Entonces, con sólo dejar dinero en una cuenta bancaria, sin saberlo, estás contribuyendo a catástrofes que empeoran alrededor del mundo. De acuerdo a un nuevo análisis, por cada 1.000 dólares que el estadounidense medio mantiene ahorrados, cada año genera indirectamente emisiones equivalentes a volar de Nueva York a Seattle. “Realmente no nos fijamos en cómo los bancos utilizan el dinero que guardamos diariamente en nuestra cuenta corriente, dónde circula realmente ese dinero”, dice Jonathan Foley, director ejecutivo de Project Drawdown, que publicó el análisis. . “Pero cuando miramos debajo del capó, vemos que hay muchos combustibles fósiles”.
Al cambiar a un banco consciente del clima, se podrían reducir esas emisiones en aproximadamente un 75 por ciento, según el estudio. De hecho, si moviera $8,000 dólares (el saldo medio para los clientes estadounidenses), la reducción de sus emisiones indirectas sería el doble de las emisiones directas que evitaría si cambiara a una dieta vegetariana.
Dicho de otra manera: usted, como individuo, tiene una huella de carbono, al conduciendo un auto, comer carnehaciendo funcionar un horno de gas en lugar de una bomba de calor—pero tu dinero también tiene una huella de carbono.
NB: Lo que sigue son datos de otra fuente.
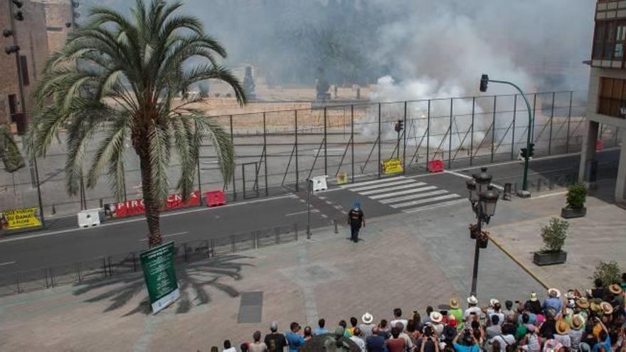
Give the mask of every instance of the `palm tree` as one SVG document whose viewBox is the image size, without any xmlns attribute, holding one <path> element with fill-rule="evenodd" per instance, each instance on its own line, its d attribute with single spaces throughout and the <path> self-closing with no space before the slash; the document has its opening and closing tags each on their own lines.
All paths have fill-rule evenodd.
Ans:
<svg viewBox="0 0 626 352">
<path fill-rule="evenodd" d="M 129 139 L 139 159 L 151 247 L 161 243 L 159 219 L 169 193 L 171 153 L 181 164 L 176 188 L 184 197 L 193 191 L 203 136 L 216 149 L 225 181 L 234 171 L 228 134 L 193 108 L 201 97 L 189 94 L 190 86 L 221 80 L 234 90 L 240 105 L 245 102 L 239 81 L 216 60 L 226 58 L 226 50 L 205 34 L 198 19 L 175 14 L 181 6 L 162 0 L 147 6 L 137 0 L 128 17 L 105 7 L 92 9 L 88 23 L 71 33 L 48 60 L 33 95 L 28 132 L 28 152 L 45 156 L 59 129 L 66 128 L 68 193 L 77 193 L 87 161 L 87 186 L 93 188 L 107 169 L 118 199 L 123 198 L 124 144 Z M 87 145 L 101 134 L 95 156 L 86 160 Z"/>
</svg>

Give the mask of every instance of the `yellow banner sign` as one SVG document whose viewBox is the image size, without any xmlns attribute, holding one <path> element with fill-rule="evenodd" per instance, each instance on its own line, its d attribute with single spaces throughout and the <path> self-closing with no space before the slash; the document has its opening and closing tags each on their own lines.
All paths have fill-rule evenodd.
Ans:
<svg viewBox="0 0 626 352">
<path fill-rule="evenodd" d="M 383 174 L 386 175 L 398 174 L 402 172 L 403 170 L 401 159 L 390 159 L 383 161 Z"/>
<path fill-rule="evenodd" d="M 344 185 L 348 183 L 348 173 L 340 172 L 337 174 L 337 184 Z"/>
<path fill-rule="evenodd" d="M 24 209 L 13 209 L 0 213 L 0 230 L 41 226 L 41 221 L 37 217 L 37 207 Z"/>
</svg>

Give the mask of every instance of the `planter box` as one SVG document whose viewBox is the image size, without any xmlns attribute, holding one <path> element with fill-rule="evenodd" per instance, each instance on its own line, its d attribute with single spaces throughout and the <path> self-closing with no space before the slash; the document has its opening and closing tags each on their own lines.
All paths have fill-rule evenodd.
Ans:
<svg viewBox="0 0 626 352">
<path fill-rule="evenodd" d="M 555 252 L 535 252 L 533 262 L 537 265 L 551 265 L 562 264 L 567 260 L 567 252 L 561 250 Z"/>
<path fill-rule="evenodd" d="M 561 209 L 561 217 L 565 219 L 582 218 L 585 215 L 587 215 L 587 208 L 585 207 L 583 207 L 580 209 L 570 209 L 569 208 L 563 208 Z"/>
</svg>

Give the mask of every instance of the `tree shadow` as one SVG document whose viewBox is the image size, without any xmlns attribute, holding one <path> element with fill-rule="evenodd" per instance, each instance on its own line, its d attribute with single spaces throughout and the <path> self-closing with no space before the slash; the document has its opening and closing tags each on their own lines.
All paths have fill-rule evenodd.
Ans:
<svg viewBox="0 0 626 352">
<path fill-rule="evenodd" d="M 250 258 L 252 257 L 227 255 L 193 264 L 176 264 L 176 279 L 180 287 L 181 297 L 176 302 L 176 313 L 187 313 L 193 306 L 210 303 L 211 289 L 221 291 L 231 297 L 239 296 L 240 292 L 237 289 L 221 280 L 225 278 L 241 279 L 243 277 L 241 274 L 243 267 L 254 266 L 243 262 Z M 74 292 L 75 296 L 80 296 L 109 287 L 104 292 L 85 300 L 85 302 L 110 302 L 105 309 L 105 312 L 123 308 L 133 297 L 141 294 L 145 296 L 145 298 L 137 306 L 124 313 L 122 316 L 128 316 L 137 313 L 144 314 L 152 313 L 147 292 L 144 289 L 145 283 L 141 272 L 120 274 L 100 281 L 75 284 L 75 286 L 78 287 Z"/>
</svg>

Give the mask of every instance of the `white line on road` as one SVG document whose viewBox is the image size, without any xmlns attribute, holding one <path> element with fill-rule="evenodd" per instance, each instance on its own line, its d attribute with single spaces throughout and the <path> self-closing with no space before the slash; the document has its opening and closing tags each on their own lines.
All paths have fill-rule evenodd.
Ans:
<svg viewBox="0 0 626 352">
<path fill-rule="evenodd" d="M 184 235 L 186 233 L 189 233 L 189 231 L 183 231 L 181 233 L 171 233 L 169 235 L 161 235 L 161 237 L 164 238 L 166 237 L 178 236 L 179 235 Z M 146 242 L 147 240 L 148 240 L 147 238 L 142 238 L 141 240 L 139 240 L 139 242 Z"/>
<path fill-rule="evenodd" d="M 285 216 L 293 216 L 295 215 L 306 214 L 307 211 L 307 210 L 297 211 L 295 213 L 289 213 L 285 214 Z M 319 210 L 318 210 L 317 209 L 311 209 L 311 213 L 319 213 Z"/>
<path fill-rule="evenodd" d="M 216 208 L 196 208 L 193 209 L 189 209 L 188 210 L 176 211 L 175 213 L 166 213 L 165 214 L 162 214 L 161 215 L 161 218 L 168 218 L 169 216 L 176 216 L 177 215 L 181 215 L 181 214 L 188 214 L 190 213 L 196 213 L 198 211 L 207 211 L 207 210 L 214 210 L 214 209 L 220 209 L 220 208 L 230 208 L 230 207 L 233 207 L 233 206 L 243 206 L 245 204 L 252 204 L 254 203 L 265 202 L 265 201 L 275 201 L 277 199 L 284 199 L 284 198 L 297 198 L 297 196 L 295 196 L 295 194 L 289 194 L 289 195 L 286 195 L 286 196 L 279 196 L 277 197 L 272 197 L 272 198 L 262 198 L 262 199 L 256 199 L 254 201 L 245 201 L 245 202 L 238 202 L 238 203 L 235 203 L 233 204 L 226 204 L 225 206 L 220 206 Z M 15 238 L 6 238 L 4 240 L 0 240 L 0 243 L 3 243 L 5 242 L 19 241 L 21 240 L 29 240 L 31 238 L 37 238 L 39 237 L 48 236 L 51 235 L 67 235 L 68 233 L 75 233 L 76 231 L 88 231 L 90 230 L 93 230 L 95 228 L 103 228 L 105 226 L 114 226 L 116 225 L 125 224 L 125 223 L 136 223 L 137 221 L 145 221 L 145 220 L 146 220 L 146 218 L 142 216 L 142 217 L 128 219 L 128 220 L 120 220 L 120 221 L 115 221 L 113 223 L 103 223 L 103 224 L 100 225 L 100 226 L 94 226 L 92 228 L 68 228 L 66 230 L 59 230 L 58 231 L 51 231 L 48 233 L 28 235 L 26 236 L 16 237 Z"/>
</svg>

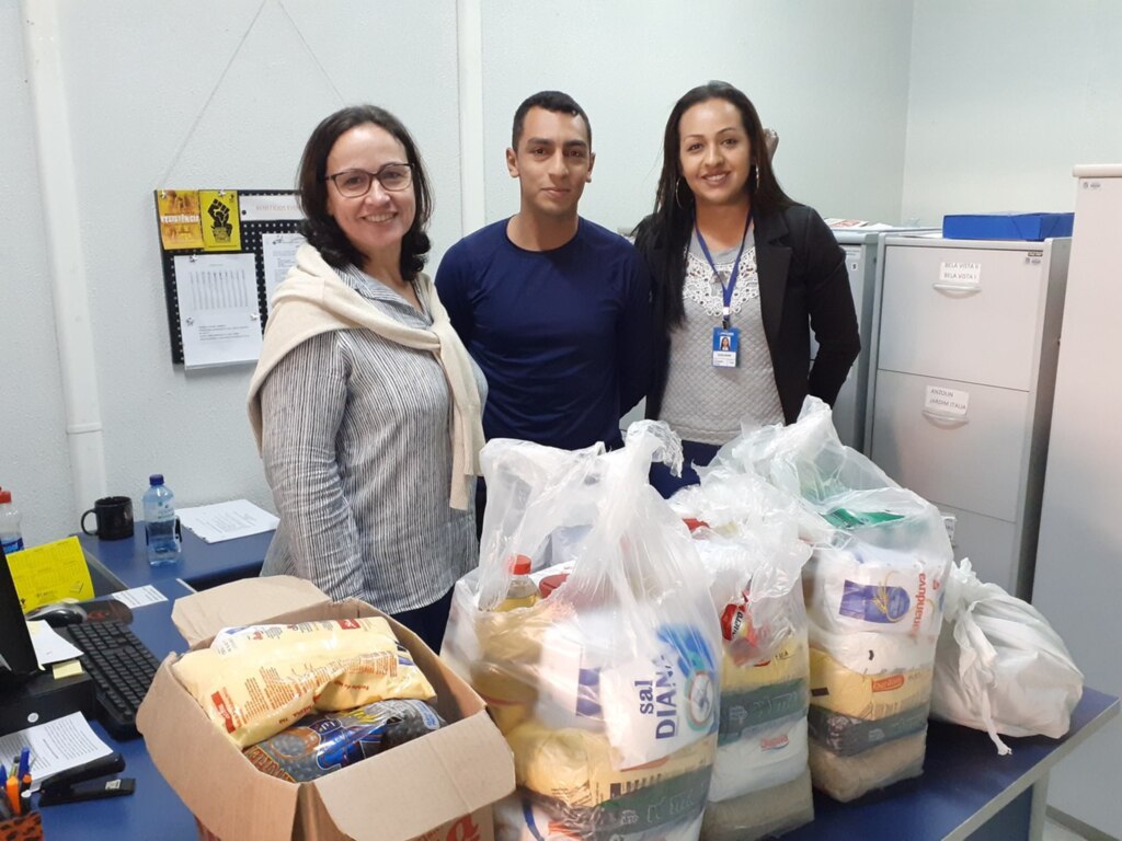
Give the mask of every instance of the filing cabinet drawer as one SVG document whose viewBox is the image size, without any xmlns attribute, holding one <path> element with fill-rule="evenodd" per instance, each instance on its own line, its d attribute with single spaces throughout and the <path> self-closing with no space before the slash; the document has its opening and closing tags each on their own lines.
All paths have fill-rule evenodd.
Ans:
<svg viewBox="0 0 1122 841">
<path fill-rule="evenodd" d="M 955 517 L 955 536 L 950 543 L 955 561 L 968 557 L 978 580 L 992 581 L 1005 592 L 1015 594 L 1020 527 L 935 499 L 931 502 L 942 514 Z"/>
<path fill-rule="evenodd" d="M 889 246 L 877 368 L 1030 390 L 1047 280 L 1040 253 Z"/>
<path fill-rule="evenodd" d="M 1017 523 L 1030 412 L 1024 391 L 882 370 L 870 458 L 925 499 Z"/>
</svg>

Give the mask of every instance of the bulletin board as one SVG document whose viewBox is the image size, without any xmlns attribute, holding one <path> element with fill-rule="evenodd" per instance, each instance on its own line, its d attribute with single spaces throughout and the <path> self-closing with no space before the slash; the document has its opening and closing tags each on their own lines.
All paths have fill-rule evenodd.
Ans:
<svg viewBox="0 0 1122 841">
<path fill-rule="evenodd" d="M 269 296 L 303 242 L 296 193 L 164 188 L 154 198 L 172 362 L 256 362 Z"/>
</svg>

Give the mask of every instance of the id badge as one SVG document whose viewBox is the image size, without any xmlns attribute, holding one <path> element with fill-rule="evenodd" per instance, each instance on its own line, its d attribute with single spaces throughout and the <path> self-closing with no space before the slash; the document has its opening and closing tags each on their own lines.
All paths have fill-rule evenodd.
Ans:
<svg viewBox="0 0 1122 841">
<path fill-rule="evenodd" d="M 712 367 L 736 368 L 741 353 L 739 327 L 712 329 Z"/>
</svg>

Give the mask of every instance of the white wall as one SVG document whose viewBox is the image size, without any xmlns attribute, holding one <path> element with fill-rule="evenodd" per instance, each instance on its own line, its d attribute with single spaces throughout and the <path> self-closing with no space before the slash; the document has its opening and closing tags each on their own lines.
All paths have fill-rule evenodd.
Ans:
<svg viewBox="0 0 1122 841">
<path fill-rule="evenodd" d="M 291 187 L 315 123 L 343 103 L 373 101 L 415 133 L 439 185 L 433 240 L 447 247 L 460 234 L 456 8 L 351 3 L 331 15 L 314 0 L 110 6 L 112 13 L 104 3 L 57 6 L 105 491 L 138 503 L 147 475 L 160 471 L 181 505 L 248 497 L 272 507 L 246 420 L 251 367 L 184 372 L 172 364 L 153 190 Z M 15 2 L 2 10 L 0 312 L 9 361 L 0 372 L 8 396 L 0 484 L 15 490 L 25 537 L 39 543 L 76 523 L 22 21 Z"/>
<path fill-rule="evenodd" d="M 1122 3 L 914 0 L 903 216 L 1073 211 L 1122 149 Z"/>
<path fill-rule="evenodd" d="M 531 93 L 571 94 L 592 123 L 581 213 L 633 227 L 654 204 L 674 101 L 711 78 L 780 135 L 787 192 L 824 216 L 900 221 L 911 6 L 893 0 L 484 3 L 487 216 L 518 206 L 503 153 Z"/>
<path fill-rule="evenodd" d="M 0 2 L 0 486 L 42 542 L 77 528 L 24 73 L 19 7 Z"/>
</svg>

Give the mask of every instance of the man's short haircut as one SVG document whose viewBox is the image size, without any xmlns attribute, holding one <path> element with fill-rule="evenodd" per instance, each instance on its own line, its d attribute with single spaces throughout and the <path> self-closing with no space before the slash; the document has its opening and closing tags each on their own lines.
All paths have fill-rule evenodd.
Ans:
<svg viewBox="0 0 1122 841">
<path fill-rule="evenodd" d="M 577 100 L 568 93 L 561 91 L 539 91 L 533 96 L 527 96 L 518 110 L 514 112 L 514 129 L 511 132 L 511 148 L 518 150 L 518 141 L 522 140 L 522 128 L 526 122 L 526 114 L 532 108 L 543 108 L 553 113 L 570 114 L 579 117 L 585 121 L 585 130 L 588 132 L 588 145 L 592 145 L 592 123 L 588 121 L 585 109 L 577 104 Z"/>
</svg>

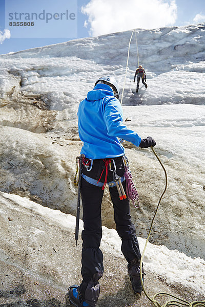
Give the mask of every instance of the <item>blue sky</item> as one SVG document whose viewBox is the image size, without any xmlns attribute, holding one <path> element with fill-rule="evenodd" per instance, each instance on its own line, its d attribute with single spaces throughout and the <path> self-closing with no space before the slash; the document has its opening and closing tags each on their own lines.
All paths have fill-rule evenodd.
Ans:
<svg viewBox="0 0 205 307">
<path fill-rule="evenodd" d="M 22 4 L 25 3 L 27 8 L 24 11 Z M 5 21 L 7 23 L 9 21 L 8 12 L 13 14 L 18 8 L 19 12 L 35 12 L 38 14 L 43 13 L 44 9 L 45 14 L 53 13 L 53 16 L 57 13 L 58 15 L 55 16 L 59 19 L 60 12 L 66 12 L 66 9 L 68 14 L 75 11 L 75 20 L 65 20 L 64 13 L 61 20 L 54 20 L 54 17 L 47 23 L 34 20 L 35 29 L 31 27 L 20 29 L 9 27 L 9 24 L 5 26 Z M 16 6 L 16 4 L 19 5 Z M 84 7 L 84 13 L 82 7 Z M 7 8 L 6 12 L 5 8 Z M 14 15 L 12 16 L 12 21 L 20 21 L 19 15 L 17 20 L 14 20 Z M 109 22 L 111 19 L 112 22 Z M 26 21 L 32 20 L 27 18 Z M 135 28 L 181 26 L 199 22 L 205 22 L 204 0 L 0 0 L 0 54 Z M 68 31 L 65 31 L 66 27 Z"/>
</svg>

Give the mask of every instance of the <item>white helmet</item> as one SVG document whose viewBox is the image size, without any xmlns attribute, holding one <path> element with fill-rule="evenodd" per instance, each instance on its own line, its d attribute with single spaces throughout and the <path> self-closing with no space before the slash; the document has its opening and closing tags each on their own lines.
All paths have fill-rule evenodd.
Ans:
<svg viewBox="0 0 205 307">
<path fill-rule="evenodd" d="M 114 87 L 116 94 L 114 94 L 114 96 L 117 99 L 119 99 L 119 96 L 120 94 L 118 84 L 117 83 L 114 77 L 110 77 L 110 76 L 105 76 L 104 77 L 101 77 L 97 81 L 96 81 L 95 86 L 98 83 L 103 83 L 108 85 L 111 85 Z"/>
</svg>

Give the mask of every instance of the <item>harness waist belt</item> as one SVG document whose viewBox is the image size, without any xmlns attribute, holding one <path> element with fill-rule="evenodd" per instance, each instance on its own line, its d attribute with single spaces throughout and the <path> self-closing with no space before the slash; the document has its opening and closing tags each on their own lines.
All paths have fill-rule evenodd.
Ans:
<svg viewBox="0 0 205 307">
<path fill-rule="evenodd" d="M 95 185 L 97 187 L 102 187 L 104 185 L 104 182 L 97 182 L 97 180 L 91 178 L 88 176 L 86 176 L 86 175 L 85 175 L 84 174 L 82 174 L 82 177 L 84 178 L 87 182 L 89 182 L 93 185 Z M 125 179 L 124 176 L 122 176 L 120 179 L 121 182 L 124 181 Z M 116 182 L 115 181 L 114 181 L 114 180 L 113 181 L 110 181 L 110 182 L 107 182 L 107 184 L 108 184 L 109 186 L 110 187 L 115 187 L 116 186 Z"/>
</svg>

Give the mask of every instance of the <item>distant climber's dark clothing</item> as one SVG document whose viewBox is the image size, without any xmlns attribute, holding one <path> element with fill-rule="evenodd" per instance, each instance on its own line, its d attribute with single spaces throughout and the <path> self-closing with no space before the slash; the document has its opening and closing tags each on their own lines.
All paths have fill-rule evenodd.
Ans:
<svg viewBox="0 0 205 307">
<path fill-rule="evenodd" d="M 144 69 L 142 68 L 142 67 L 141 68 L 139 67 L 139 68 L 138 68 L 136 70 L 136 71 L 135 72 L 135 76 L 134 77 L 134 82 L 135 81 L 135 78 L 136 78 L 136 76 L 137 76 L 137 90 L 138 90 L 139 89 L 139 81 L 140 80 L 140 78 L 141 78 L 141 82 L 142 82 L 142 83 L 144 84 L 145 86 L 147 89 L 147 85 L 145 82 L 145 81 L 146 81 L 146 74 Z"/>
<path fill-rule="evenodd" d="M 139 67 L 139 68 L 137 68 L 137 69 L 136 70 L 135 72 L 135 76 L 134 77 L 134 82 L 135 82 L 135 78 L 137 75 L 137 78 L 139 77 L 139 79 L 140 77 L 141 77 L 142 79 L 142 78 L 146 78 L 146 74 L 145 73 L 145 70 L 142 67 Z"/>
</svg>

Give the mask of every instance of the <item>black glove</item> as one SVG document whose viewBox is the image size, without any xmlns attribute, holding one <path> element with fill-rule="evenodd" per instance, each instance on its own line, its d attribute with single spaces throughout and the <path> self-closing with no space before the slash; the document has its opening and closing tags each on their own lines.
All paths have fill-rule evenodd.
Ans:
<svg viewBox="0 0 205 307">
<path fill-rule="evenodd" d="M 154 147 L 155 145 L 156 142 L 154 139 L 152 137 L 148 137 L 146 139 L 142 139 L 141 140 L 141 143 L 139 146 L 141 148 L 148 148 L 151 146 Z"/>
</svg>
La banca, entonces, es una vía subestimada pero poderosa para la acción climática a escala masiva. “No sólo votar cada cuatro años, o no sólo saltarse la hamburguesa, sino también dónde está mi dinero, eso es realmente importante”, dice Foley.
Así como se puede pedir dinero prestado a un banco, también lo pueden hacer las empresas de combustibles fósiles y las empresas que apoyan esa industria; piense en la construcción de oleoductos y otras infraestructuras. “Incluso si no está construyendo nuevos oleoductos, para que una compañía de combustibles fósiles se limite a realizar sus operaciones habituales, ya sea manteniendo la red de gasolineras que posee, o manteniendo los oleoductos existentes, o pagando a sus empleados, necesitará financiación para eso”, dice Paddy McCully, analista senior de Reclaim Finance, una ONG centrada en la acción climática.
La necesidad de esos préstamos por parte de una empresa de combustibles fósiles varía de un año a otro, dadas las fluctuaciones de los precios de esos combustibles. Ahí es donde tú, entra en juego el consumidor. “El dinero que un individuo deposita en su cuenta bancaria hace posible que el banco luego preste dinero a empresas de combustibles fósiles”, dice Richard Brooks, director de finanzas climáticas de Stand.earth, una organización de justicia ambiental y climática. grupo de defensores. “Si nos fijamos en los 10 principales bancos de América del Norte, cada uno de ellos presta entre 20.000 y 40.000 millones de dólares a empresas de combustibles fósiles cada año”.